I have become obsessed with dissecting the Progress Report metrics. My
hobby is reviewing the new metric
announcements in early spring and predicting how they will affect school
scores. The work begins when I plan reports
we can add to Datacation that allow for verification and improvement of
This article explores the DOE defined metrics of excellence and how to maximize their point value. My intent is to help you improve your progress report score with your current resources. By using data reports in the Datacation portals or other systems, your staff can satisfy the DOE standardized metrics and still have time to promote local programs that give your school the personality and vigor that reflect excellence.
This is the section of the Progress Report worth the fewest points and the only section of the progress report that includes qualitative data. All of the qualitative data comes from the school survey results.
From the School Survey
Communication – Skedula and Pupil Path can ease the communication burden. Communication is no longer defined solely as the spoken word. Skedula includes many options
Calendars – The School calendar appears on the Pupil Path home screen. It informs readers of deadlines, sporting events, trips and the like. Each course also has a
calendar that apprises students and parents of
assignment due dates.
Messaging – Parents can send and receive messages via their Pupil Path and personal email accounts. Students can also send and receive
messages using their account. Messaging permits regular contact with
parents and students. Newsletters and
curricular information can also be sent to parents and students
through the messaging system.
Curriculum posting – Teachers can create a non-graded assignment that includes information on upcoming curriculum. This information will appear on the course calendar that appears on Pupil Path.
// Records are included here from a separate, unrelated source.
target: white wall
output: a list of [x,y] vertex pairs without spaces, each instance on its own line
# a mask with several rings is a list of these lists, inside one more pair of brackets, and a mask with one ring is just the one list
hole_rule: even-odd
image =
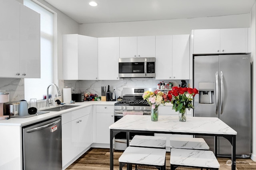
[[177,20],[80,24],[79,34],[94,37],[190,34],[191,30],[250,27],[250,14]]
[[251,158],[256,161],[256,5],[254,3],[251,11],[251,31],[252,53],[252,155]]

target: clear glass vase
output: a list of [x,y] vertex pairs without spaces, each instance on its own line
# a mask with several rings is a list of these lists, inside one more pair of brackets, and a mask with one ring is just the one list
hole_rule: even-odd
[[179,121],[186,121],[186,109],[185,110],[185,113],[179,112]]
[[156,121],[158,120],[158,108],[156,107],[153,109],[151,107],[151,121]]

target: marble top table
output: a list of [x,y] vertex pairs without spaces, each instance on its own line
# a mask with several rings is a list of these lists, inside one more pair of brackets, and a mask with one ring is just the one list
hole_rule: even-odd
[[[150,116],[128,115],[109,127],[110,129],[110,170],[113,169],[113,139],[120,132],[153,132],[154,133],[222,136],[228,139],[232,146],[232,170],[236,169],[236,135],[237,132],[216,117],[187,117],[186,121],[179,121],[177,116],[160,115],[157,121],[151,121]],[[215,137],[215,154],[217,153]],[[129,140],[127,140],[127,146]]]

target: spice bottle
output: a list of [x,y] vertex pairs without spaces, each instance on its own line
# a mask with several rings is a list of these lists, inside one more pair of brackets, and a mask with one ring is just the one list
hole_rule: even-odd
[[158,83],[157,84],[157,88],[158,89],[160,89],[160,84]]

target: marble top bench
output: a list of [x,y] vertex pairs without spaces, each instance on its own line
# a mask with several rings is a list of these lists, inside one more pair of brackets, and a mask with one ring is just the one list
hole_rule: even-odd
[[220,164],[213,152],[210,150],[171,149],[171,166],[212,168],[218,169]]
[[209,146],[201,138],[173,137],[170,138],[172,148],[208,150]]
[[128,147],[121,155],[120,162],[163,166],[166,150],[163,149]]
[[154,136],[135,135],[129,144],[131,147],[165,149],[166,137]]

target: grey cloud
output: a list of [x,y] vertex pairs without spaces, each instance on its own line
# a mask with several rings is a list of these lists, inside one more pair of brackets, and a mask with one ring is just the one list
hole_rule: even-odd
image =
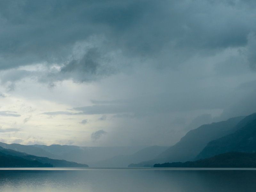
[[88,120],[87,119],[84,119],[82,120],[82,121],[81,122],[79,122],[79,123],[81,123],[81,124],[87,124],[88,123]]
[[23,140],[21,139],[15,139],[12,142],[12,143],[18,143],[18,144],[20,144],[21,142],[23,142],[24,141]]
[[251,33],[248,37],[248,50],[247,53],[250,66],[256,70],[256,35]]
[[102,129],[93,132],[91,135],[91,138],[94,140],[100,139],[103,135],[107,134],[107,132]]
[[32,116],[29,116],[27,117],[26,117],[23,120],[23,122],[24,123],[26,123],[27,122],[28,122],[31,118],[31,117],[32,117]]
[[[227,48],[244,47],[250,41],[248,35],[256,29],[251,24],[256,17],[254,10],[244,7],[254,3],[233,3],[202,0],[186,4],[178,0],[113,0],[107,3],[49,0],[43,4],[32,0],[2,1],[1,69],[36,63],[57,63],[61,67],[60,71],[46,73],[41,81],[71,78],[84,82],[122,70],[130,62],[125,59],[126,56],[151,58],[157,67],[176,66],[195,54],[212,55]],[[72,51],[76,44],[90,42],[92,37],[104,37],[104,40],[76,58]],[[108,61],[111,57],[105,57],[117,50],[124,56],[117,69]],[[253,57],[249,56],[251,62]],[[28,73],[22,73],[8,80],[24,78]]]
[[6,96],[5,94],[4,94],[3,93],[0,92],[0,97],[4,98],[5,97],[6,97]]
[[16,129],[16,128],[9,128],[8,129],[2,129],[0,128],[0,132],[15,132],[20,131],[20,129]]
[[106,115],[103,115],[98,119],[98,120],[99,120],[100,121],[105,121],[107,119],[107,116]]
[[51,112],[45,112],[42,114],[44,115],[76,115],[76,114],[74,113],[68,112],[67,111],[52,111]]
[[13,117],[19,117],[20,115],[17,114],[17,112],[10,111],[0,111],[0,116]]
Anecdotals – Share with parents and staff the positive (and sometimes) negative happenings from classrooms. Anecdotals can be posted simultaneously to multiple students thus reducing the time spent entering the information. Progress reports are also available in anecdotal form. All anecdotals can be customized to ensure that communications with parents are personalized
Academic Expectation – Staff, parents and students must understand that what is expected at your school is the child’s highest performance level possible. Using the Data Tool tracker reports, High School Readiness and College Readiness, compare the student’s current course grades, exam grades and attendance to the measures required to be successful when the student moves on to the next school level. These reports are designed to facilitate discussions with your students and their parents of the academic performance needed to succeed at the next level of study. The conversation about their child’s success in the future will further the perception that your school expects the most from the student in your school and in the future.
Daily attendance comprises 20% of the School Environment score and is the only quantitative measure in this section. The Skedula Attendance Compliance Report allows schools to see students who have been marked absent for the day, but attended classes. This will help your school recognize students who qualify to have their daily attendance reversed. Schools define the number of attended classes that triggers the attendance reversal, so the report can reflect school and DOE policies.
The Skedula Daily Attendance report displays the attendance records for all students in the school or in any Skedula group. Create a group of low attending students and use this report to check the progress of the interventions taken to improve attendance.